Ces deux économistes ont montré ainsi toute la puissance de la mise en réseau pour aboutir à des situations qui maximise la situation des acteurs en place. Même si ces phénomènes peuvent avoir des effets assez négatifs au niveau de la concurrence, les marché bi-faces et plateformes multifaces pouvant aboutir à de puissants monopoles, les effets de réseaux sont un puissant vecteur d’innovation.  Jean Tirole a d’ailleurs proposé des mesures de régulation pour faire face aux oligopoles et « gentils » monopoles qui jouissent d’une position dominante sans en apparence en profiter aux dépens de leurs clients. Ce raisonnement pourrait être étendu à la vie interne des entreprises. Comme le suggère John Nash, la compétition aveugle sans interactions directes entre acteurs, aboutit à la plus mauvaise des situations. Comme le suggère Jean Tirole, la mise en réseau d’acteurs complémentaires permet d’optimiser la situation.
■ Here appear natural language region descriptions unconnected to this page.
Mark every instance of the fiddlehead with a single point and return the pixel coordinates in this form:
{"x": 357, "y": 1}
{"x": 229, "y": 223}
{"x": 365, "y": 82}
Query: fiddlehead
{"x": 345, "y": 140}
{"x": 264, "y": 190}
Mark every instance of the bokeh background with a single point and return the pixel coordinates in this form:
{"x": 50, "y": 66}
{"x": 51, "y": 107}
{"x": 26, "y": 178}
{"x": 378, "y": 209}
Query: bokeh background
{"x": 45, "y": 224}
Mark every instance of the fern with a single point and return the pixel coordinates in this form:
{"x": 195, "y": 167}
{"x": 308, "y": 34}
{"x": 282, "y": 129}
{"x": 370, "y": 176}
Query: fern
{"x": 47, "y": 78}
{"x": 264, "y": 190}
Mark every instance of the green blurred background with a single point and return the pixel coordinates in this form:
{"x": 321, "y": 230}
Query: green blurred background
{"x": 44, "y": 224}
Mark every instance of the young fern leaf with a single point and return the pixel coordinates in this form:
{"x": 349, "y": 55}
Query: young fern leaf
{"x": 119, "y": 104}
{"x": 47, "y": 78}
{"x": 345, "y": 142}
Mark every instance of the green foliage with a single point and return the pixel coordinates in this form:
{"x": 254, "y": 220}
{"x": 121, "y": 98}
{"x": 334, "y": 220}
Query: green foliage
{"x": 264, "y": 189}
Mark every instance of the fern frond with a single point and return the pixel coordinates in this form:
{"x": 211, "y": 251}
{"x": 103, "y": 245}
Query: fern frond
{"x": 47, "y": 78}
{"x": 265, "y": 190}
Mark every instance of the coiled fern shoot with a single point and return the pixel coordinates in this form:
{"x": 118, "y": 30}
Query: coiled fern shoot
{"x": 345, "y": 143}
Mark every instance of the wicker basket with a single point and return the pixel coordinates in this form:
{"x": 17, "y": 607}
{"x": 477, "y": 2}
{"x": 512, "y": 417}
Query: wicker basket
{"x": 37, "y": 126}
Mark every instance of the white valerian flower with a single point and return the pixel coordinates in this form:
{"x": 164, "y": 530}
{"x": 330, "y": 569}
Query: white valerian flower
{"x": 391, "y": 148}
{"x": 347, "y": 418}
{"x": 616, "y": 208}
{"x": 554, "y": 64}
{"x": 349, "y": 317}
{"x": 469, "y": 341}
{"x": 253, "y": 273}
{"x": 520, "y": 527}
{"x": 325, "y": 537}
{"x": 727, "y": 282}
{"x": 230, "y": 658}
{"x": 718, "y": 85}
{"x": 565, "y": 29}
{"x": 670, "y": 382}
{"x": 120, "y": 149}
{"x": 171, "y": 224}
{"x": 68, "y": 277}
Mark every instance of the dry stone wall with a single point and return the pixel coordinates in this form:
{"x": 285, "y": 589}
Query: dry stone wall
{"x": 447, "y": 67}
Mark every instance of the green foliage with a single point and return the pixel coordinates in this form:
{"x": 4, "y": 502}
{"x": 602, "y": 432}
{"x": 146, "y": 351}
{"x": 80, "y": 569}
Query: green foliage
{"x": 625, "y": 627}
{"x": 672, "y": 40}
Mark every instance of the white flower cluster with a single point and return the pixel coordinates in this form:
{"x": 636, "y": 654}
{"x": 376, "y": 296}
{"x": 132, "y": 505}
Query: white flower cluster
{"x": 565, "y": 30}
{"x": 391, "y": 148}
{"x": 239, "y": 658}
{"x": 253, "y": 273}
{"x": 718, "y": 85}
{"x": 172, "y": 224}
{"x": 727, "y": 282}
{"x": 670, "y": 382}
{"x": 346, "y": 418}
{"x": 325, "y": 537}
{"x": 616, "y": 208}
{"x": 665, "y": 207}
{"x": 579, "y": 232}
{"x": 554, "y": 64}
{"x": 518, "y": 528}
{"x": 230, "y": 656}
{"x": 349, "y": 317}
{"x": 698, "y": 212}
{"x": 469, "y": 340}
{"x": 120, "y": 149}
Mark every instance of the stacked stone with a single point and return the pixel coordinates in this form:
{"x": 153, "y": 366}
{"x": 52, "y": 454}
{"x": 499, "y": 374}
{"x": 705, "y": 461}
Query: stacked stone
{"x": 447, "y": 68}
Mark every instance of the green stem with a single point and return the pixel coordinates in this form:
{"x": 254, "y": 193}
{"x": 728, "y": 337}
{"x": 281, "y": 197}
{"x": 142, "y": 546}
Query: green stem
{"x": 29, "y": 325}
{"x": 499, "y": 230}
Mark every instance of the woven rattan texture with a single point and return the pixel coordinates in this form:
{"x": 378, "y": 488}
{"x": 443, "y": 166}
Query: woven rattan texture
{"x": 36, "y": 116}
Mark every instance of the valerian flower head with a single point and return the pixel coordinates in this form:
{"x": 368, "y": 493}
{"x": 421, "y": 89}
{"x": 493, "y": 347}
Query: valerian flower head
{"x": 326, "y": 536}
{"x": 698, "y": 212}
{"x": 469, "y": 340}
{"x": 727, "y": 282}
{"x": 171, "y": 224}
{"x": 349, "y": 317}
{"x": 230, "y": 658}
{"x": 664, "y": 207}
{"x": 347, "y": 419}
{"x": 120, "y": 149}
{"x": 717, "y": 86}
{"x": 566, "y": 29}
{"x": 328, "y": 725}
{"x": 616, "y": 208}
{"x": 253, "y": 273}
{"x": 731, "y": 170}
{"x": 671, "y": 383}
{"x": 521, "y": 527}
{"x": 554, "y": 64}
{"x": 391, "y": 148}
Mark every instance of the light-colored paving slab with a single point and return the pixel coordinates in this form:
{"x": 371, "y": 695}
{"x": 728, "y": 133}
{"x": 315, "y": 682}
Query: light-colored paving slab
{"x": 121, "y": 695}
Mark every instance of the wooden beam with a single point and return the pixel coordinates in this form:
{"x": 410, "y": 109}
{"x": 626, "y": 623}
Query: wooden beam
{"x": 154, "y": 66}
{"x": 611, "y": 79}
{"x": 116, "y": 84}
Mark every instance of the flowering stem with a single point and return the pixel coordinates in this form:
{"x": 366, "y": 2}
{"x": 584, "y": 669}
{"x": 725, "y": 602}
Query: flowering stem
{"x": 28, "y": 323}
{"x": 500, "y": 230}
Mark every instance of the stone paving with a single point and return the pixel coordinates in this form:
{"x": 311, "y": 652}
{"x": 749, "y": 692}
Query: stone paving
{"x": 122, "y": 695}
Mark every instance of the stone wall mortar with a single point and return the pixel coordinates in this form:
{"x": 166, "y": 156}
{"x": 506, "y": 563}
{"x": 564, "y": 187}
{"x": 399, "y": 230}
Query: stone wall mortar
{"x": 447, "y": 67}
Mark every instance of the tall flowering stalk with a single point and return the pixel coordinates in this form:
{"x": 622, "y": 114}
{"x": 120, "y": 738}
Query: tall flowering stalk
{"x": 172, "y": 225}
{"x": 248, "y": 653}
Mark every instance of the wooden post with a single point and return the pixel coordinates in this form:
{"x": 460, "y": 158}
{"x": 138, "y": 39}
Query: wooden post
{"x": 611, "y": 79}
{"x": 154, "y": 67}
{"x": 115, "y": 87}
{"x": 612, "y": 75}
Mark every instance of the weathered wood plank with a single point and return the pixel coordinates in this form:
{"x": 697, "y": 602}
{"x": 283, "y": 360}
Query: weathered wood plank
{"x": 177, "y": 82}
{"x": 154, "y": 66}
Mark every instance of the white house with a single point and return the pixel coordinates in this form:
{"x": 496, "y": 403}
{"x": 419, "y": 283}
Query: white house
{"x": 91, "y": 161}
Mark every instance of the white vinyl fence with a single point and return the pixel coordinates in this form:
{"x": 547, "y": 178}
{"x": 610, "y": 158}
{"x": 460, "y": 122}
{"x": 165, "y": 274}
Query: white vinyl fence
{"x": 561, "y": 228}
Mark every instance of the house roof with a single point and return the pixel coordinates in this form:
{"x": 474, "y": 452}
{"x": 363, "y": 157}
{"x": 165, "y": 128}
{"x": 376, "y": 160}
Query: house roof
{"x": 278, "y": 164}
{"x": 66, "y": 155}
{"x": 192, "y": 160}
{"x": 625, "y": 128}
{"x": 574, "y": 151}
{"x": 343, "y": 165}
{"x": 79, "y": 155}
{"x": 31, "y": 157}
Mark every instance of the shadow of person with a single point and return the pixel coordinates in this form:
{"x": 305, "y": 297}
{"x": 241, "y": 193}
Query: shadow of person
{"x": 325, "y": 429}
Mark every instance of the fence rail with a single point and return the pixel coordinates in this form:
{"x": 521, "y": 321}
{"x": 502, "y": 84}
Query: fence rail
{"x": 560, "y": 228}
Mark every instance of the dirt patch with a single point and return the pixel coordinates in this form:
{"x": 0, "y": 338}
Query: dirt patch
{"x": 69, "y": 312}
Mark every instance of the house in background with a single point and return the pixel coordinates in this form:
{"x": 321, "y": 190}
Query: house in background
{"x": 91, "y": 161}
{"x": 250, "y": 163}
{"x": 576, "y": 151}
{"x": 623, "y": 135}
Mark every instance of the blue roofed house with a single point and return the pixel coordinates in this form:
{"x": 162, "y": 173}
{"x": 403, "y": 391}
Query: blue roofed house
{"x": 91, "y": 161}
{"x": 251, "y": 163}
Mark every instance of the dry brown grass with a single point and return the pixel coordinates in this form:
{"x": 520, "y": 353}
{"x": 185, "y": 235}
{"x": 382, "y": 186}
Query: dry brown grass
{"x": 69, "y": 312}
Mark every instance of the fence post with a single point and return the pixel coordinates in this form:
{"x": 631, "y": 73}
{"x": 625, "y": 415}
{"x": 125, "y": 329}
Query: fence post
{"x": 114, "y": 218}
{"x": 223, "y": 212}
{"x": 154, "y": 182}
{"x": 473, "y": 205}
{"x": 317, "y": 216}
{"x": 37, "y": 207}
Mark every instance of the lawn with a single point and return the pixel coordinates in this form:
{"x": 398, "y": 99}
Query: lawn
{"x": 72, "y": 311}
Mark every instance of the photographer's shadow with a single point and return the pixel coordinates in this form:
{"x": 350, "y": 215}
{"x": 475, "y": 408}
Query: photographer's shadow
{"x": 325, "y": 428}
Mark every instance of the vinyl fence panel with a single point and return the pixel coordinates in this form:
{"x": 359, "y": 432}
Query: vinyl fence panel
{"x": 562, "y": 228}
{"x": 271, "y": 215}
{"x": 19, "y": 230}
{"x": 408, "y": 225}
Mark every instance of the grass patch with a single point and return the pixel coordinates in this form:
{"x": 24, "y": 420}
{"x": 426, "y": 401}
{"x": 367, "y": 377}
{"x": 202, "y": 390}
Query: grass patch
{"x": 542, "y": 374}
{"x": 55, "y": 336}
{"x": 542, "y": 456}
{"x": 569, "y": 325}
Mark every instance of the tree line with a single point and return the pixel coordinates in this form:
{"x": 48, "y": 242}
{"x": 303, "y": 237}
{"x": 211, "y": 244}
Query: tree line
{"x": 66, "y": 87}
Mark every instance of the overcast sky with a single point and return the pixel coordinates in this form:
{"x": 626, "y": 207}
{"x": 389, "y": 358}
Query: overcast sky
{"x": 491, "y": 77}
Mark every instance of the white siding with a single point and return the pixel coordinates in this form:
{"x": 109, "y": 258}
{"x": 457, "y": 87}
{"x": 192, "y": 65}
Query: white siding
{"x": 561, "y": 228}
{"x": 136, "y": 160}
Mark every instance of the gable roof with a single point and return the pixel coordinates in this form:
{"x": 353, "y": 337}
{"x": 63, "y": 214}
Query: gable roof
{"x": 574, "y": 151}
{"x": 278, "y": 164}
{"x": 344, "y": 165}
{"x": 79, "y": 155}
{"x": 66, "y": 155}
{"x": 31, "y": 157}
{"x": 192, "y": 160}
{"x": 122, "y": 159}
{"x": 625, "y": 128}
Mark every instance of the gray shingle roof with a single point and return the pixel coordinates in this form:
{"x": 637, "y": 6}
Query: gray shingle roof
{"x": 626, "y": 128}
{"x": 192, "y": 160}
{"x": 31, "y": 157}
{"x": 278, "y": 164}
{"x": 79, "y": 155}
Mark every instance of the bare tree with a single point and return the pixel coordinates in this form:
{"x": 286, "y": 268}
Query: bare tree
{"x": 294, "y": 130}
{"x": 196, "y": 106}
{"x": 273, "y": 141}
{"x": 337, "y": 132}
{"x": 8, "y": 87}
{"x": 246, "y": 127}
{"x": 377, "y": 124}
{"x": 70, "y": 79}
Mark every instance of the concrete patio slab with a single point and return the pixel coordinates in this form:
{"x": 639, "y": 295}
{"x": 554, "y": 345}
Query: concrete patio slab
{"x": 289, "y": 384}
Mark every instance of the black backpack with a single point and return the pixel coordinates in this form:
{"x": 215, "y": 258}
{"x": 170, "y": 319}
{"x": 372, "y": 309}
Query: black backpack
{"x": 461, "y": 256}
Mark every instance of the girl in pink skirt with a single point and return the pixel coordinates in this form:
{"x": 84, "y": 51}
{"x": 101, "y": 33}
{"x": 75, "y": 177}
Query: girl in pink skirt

Combien d’entreprises mettent en place des organisations qui permettent de minimiser la compétition entre les individus, de mettre en réseau leurs complémentarités, dans un lieu (une plateforme) qui crée des effets de réseaux croisés ?

Les travaux de  John Nash et de Jean Tirole ont encore beaucoup à apporter au management des organisations et au management stratégique.